Когда мы расстались, Эдвардс решил выплачивать мне ежемесячно проценты с довольно значительной ренты. Много раз он настаивал, чтобы я пошла к нотариусу подписать документы, которые он составил на случай своей смерти, но из-за отвращения к нотариусам и деловым бумагам я все откладывала этот поход и в результате, когда он умер, внезапно оказалась ни с чем.
На другое утро, проснувшись в своей квартире на набережной Вольтера, которую только что закончила отделывать, я сказала Эме — моей горничной и многолетней наперснице: «Вот я и разорена, с кучей неоплаченных счетов за эту квартиру в придачу…» Не успела договорить, как позвонил мой старый друг Фламан:
— Ты обожаешь менять квартиры, Мизиа, не хочешь ли проделать великолепную операцию? Одни американцы умоляют меня уговорить тебя уступить им твою квартиру. Они предлагают очень большие деньги…
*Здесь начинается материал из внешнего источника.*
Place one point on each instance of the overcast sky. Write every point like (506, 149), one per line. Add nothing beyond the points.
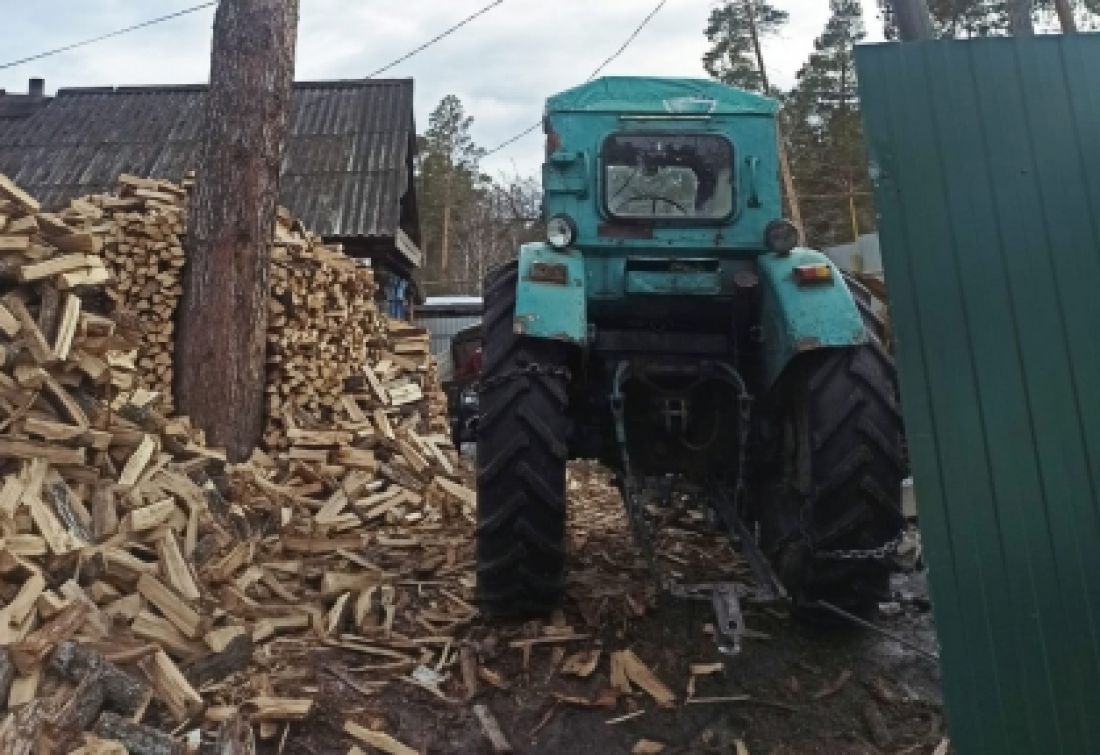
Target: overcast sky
(503, 65)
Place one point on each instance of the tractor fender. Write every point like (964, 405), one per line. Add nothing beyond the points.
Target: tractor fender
(799, 318)
(550, 297)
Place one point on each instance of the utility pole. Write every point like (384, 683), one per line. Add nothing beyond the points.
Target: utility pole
(914, 22)
(1020, 18)
(221, 341)
(784, 163)
(1066, 17)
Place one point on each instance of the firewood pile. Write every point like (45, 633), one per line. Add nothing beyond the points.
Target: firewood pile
(146, 586)
(142, 248)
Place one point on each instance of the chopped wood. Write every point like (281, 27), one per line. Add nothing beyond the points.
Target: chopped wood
(10, 190)
(28, 653)
(171, 686)
(278, 709)
(631, 668)
(174, 609)
(122, 692)
(377, 740)
(581, 664)
(175, 569)
(492, 729)
(138, 739)
(33, 449)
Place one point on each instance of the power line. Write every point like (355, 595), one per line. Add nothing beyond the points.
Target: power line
(600, 69)
(442, 35)
(109, 35)
(436, 39)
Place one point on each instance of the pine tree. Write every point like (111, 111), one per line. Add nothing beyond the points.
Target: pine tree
(447, 183)
(732, 58)
(966, 19)
(822, 117)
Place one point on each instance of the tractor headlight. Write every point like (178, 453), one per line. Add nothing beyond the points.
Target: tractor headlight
(781, 236)
(561, 231)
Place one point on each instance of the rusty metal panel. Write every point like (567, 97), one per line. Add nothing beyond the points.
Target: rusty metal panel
(986, 159)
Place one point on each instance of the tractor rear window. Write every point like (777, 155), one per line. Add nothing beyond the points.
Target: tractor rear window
(669, 176)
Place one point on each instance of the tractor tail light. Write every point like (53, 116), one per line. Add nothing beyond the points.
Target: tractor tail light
(807, 275)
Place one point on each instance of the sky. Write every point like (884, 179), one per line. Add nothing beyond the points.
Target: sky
(503, 65)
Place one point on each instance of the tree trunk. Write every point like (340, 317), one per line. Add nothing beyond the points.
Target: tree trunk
(914, 23)
(1020, 18)
(220, 347)
(1066, 17)
(784, 164)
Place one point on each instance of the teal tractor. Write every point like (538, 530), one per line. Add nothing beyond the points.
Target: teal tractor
(671, 327)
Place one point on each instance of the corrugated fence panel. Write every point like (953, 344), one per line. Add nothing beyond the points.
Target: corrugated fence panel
(986, 156)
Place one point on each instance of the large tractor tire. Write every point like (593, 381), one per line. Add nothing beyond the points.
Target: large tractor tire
(839, 473)
(521, 453)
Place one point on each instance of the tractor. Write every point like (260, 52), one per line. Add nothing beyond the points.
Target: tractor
(672, 327)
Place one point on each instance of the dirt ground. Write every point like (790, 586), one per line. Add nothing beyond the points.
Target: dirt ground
(791, 689)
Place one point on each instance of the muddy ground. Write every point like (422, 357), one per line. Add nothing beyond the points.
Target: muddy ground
(791, 689)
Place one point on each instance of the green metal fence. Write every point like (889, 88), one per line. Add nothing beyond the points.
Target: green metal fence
(986, 156)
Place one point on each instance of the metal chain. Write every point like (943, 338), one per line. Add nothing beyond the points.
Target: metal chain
(878, 554)
(528, 371)
(745, 417)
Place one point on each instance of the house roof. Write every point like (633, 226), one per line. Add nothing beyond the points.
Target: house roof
(347, 171)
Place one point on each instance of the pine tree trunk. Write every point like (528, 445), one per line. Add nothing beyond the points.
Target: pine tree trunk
(1066, 17)
(220, 348)
(1020, 18)
(914, 23)
(784, 164)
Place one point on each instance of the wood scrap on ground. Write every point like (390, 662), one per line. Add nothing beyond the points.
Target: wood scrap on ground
(139, 571)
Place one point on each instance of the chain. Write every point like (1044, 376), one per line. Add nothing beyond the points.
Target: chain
(745, 412)
(528, 371)
(880, 554)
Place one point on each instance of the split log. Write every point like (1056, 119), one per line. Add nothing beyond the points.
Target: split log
(234, 657)
(138, 739)
(122, 692)
(235, 737)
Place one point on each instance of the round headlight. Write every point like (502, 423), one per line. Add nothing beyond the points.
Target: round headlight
(561, 231)
(781, 236)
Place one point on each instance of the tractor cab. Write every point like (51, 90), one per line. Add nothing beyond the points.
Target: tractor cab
(670, 327)
(663, 166)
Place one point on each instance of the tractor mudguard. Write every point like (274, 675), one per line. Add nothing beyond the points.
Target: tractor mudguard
(550, 298)
(796, 317)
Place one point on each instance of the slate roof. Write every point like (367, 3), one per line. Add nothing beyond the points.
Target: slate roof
(348, 167)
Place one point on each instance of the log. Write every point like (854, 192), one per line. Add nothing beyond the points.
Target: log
(221, 345)
(138, 739)
(7, 675)
(83, 707)
(234, 657)
(235, 737)
(122, 692)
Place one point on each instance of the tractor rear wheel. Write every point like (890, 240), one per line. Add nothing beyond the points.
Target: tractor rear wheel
(521, 453)
(842, 466)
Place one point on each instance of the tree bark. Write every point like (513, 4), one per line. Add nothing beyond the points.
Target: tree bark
(784, 164)
(1020, 18)
(220, 347)
(914, 23)
(1066, 17)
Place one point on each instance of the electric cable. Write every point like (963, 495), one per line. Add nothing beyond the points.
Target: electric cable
(600, 69)
(119, 32)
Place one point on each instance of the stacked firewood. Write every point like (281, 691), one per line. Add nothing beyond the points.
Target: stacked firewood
(144, 253)
(139, 572)
(321, 317)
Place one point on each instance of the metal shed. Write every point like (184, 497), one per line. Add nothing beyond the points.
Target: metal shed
(986, 156)
(444, 316)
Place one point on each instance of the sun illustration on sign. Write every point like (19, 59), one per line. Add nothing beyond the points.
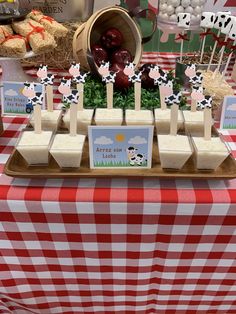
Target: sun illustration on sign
(120, 137)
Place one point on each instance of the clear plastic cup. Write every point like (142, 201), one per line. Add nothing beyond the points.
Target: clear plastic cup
(67, 150)
(50, 120)
(174, 151)
(162, 120)
(34, 147)
(84, 119)
(104, 116)
(209, 155)
(139, 117)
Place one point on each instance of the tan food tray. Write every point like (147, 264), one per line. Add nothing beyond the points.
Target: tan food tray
(17, 167)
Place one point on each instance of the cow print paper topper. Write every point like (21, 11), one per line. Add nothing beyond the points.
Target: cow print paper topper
(45, 78)
(206, 103)
(196, 79)
(174, 99)
(69, 96)
(134, 76)
(78, 77)
(107, 75)
(158, 75)
(35, 98)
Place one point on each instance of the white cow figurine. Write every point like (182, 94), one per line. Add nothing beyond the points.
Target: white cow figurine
(9, 7)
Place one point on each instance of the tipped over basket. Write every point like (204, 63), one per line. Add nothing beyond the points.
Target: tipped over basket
(90, 32)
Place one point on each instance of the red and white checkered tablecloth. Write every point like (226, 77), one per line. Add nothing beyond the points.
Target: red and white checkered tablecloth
(115, 245)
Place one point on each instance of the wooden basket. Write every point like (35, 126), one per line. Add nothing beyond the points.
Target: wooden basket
(89, 33)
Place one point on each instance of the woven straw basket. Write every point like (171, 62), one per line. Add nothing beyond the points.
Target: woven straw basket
(89, 33)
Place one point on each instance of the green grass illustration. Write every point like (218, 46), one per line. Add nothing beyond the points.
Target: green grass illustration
(116, 164)
(14, 111)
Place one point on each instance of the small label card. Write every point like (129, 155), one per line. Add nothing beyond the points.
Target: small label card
(14, 102)
(228, 115)
(120, 146)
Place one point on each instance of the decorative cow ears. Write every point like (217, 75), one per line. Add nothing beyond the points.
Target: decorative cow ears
(184, 20)
(207, 19)
(206, 103)
(220, 19)
(228, 24)
(174, 99)
(232, 33)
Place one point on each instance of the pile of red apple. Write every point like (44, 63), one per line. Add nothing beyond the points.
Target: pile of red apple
(110, 49)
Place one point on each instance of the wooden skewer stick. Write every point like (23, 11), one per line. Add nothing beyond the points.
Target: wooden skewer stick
(37, 119)
(220, 60)
(174, 119)
(207, 124)
(213, 53)
(80, 88)
(182, 48)
(137, 92)
(49, 94)
(194, 105)
(109, 95)
(203, 46)
(73, 119)
(163, 103)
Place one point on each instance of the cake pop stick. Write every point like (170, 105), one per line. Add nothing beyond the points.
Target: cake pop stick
(165, 86)
(225, 29)
(134, 77)
(73, 119)
(174, 100)
(228, 62)
(207, 22)
(183, 23)
(232, 36)
(219, 21)
(37, 119)
(36, 99)
(109, 78)
(47, 81)
(79, 79)
(196, 96)
(206, 105)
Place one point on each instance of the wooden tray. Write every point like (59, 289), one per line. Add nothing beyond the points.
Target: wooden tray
(17, 167)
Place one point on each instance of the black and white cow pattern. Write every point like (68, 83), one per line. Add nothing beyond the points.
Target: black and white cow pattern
(198, 89)
(49, 78)
(136, 78)
(227, 25)
(207, 20)
(220, 19)
(140, 159)
(134, 158)
(183, 20)
(175, 98)
(232, 33)
(163, 79)
(69, 96)
(206, 103)
(72, 98)
(37, 99)
(197, 79)
(110, 78)
(80, 79)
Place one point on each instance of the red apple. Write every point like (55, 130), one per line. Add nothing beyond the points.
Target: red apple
(121, 56)
(99, 54)
(111, 38)
(147, 82)
(122, 80)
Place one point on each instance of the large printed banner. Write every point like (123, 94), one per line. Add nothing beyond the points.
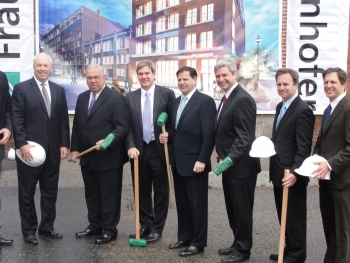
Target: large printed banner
(317, 38)
(17, 39)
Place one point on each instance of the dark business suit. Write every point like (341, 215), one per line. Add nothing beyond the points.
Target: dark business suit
(5, 105)
(153, 171)
(293, 142)
(235, 133)
(192, 140)
(31, 122)
(102, 170)
(334, 146)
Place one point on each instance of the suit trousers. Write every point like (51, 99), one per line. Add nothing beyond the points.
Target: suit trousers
(295, 249)
(103, 190)
(191, 194)
(335, 212)
(239, 200)
(28, 177)
(152, 172)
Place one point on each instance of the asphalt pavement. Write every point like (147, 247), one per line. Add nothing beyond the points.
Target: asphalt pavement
(72, 217)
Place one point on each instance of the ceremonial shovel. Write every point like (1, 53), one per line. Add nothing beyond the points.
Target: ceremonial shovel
(283, 219)
(137, 242)
(103, 146)
(161, 122)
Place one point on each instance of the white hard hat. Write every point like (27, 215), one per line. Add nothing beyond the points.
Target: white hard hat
(262, 147)
(308, 166)
(38, 153)
(11, 154)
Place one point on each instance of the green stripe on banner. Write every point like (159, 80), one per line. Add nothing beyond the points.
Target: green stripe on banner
(13, 78)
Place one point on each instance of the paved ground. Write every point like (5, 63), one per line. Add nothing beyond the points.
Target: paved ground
(71, 217)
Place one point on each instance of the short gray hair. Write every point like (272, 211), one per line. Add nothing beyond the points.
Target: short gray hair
(229, 63)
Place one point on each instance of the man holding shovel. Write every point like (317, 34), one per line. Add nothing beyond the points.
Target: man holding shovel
(99, 112)
(145, 105)
(292, 137)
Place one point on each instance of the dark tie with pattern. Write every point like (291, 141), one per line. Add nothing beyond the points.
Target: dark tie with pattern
(326, 117)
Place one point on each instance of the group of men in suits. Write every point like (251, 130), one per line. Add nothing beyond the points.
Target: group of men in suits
(39, 113)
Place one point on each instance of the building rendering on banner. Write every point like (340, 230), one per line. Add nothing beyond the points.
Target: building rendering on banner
(65, 43)
(176, 33)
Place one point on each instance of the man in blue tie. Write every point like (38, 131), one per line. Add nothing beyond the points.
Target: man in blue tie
(192, 136)
(145, 105)
(292, 136)
(333, 144)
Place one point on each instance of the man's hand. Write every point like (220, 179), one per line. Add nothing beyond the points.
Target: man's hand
(133, 152)
(198, 167)
(73, 156)
(163, 138)
(98, 145)
(25, 150)
(6, 136)
(289, 181)
(64, 152)
(321, 172)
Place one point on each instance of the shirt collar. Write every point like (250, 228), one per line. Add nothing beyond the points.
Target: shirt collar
(228, 93)
(39, 82)
(189, 95)
(150, 91)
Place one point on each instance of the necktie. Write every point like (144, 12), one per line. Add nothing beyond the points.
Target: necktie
(92, 102)
(46, 98)
(180, 109)
(147, 119)
(326, 117)
(282, 111)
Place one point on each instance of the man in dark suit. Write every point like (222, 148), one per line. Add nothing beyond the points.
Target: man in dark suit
(99, 112)
(39, 113)
(292, 137)
(333, 144)
(235, 133)
(145, 106)
(192, 138)
(5, 127)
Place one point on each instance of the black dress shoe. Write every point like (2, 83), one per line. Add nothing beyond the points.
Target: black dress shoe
(31, 239)
(275, 257)
(226, 250)
(191, 251)
(179, 244)
(104, 239)
(143, 233)
(86, 233)
(4, 241)
(153, 237)
(51, 234)
(234, 258)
— Что за глупости! — ответила я с колотящимся сердцем, стараясь говорить как можно равнодушнее. — У меня нет никакого желания покинуть это прекрасное место. Только что закончили отделку, и мне здесь очень нравится… Каким ты можешь быть упрямым… Хорошо, хорошо!.. Раз ты так настаиваешь, пусть они зайдут… Но из этого ничего не получится.
Положив трубку, я расхохоталась.
— Все прекрасно, — сказала я моей бедной Эме. — Не расстраивайся, мы очень богаты!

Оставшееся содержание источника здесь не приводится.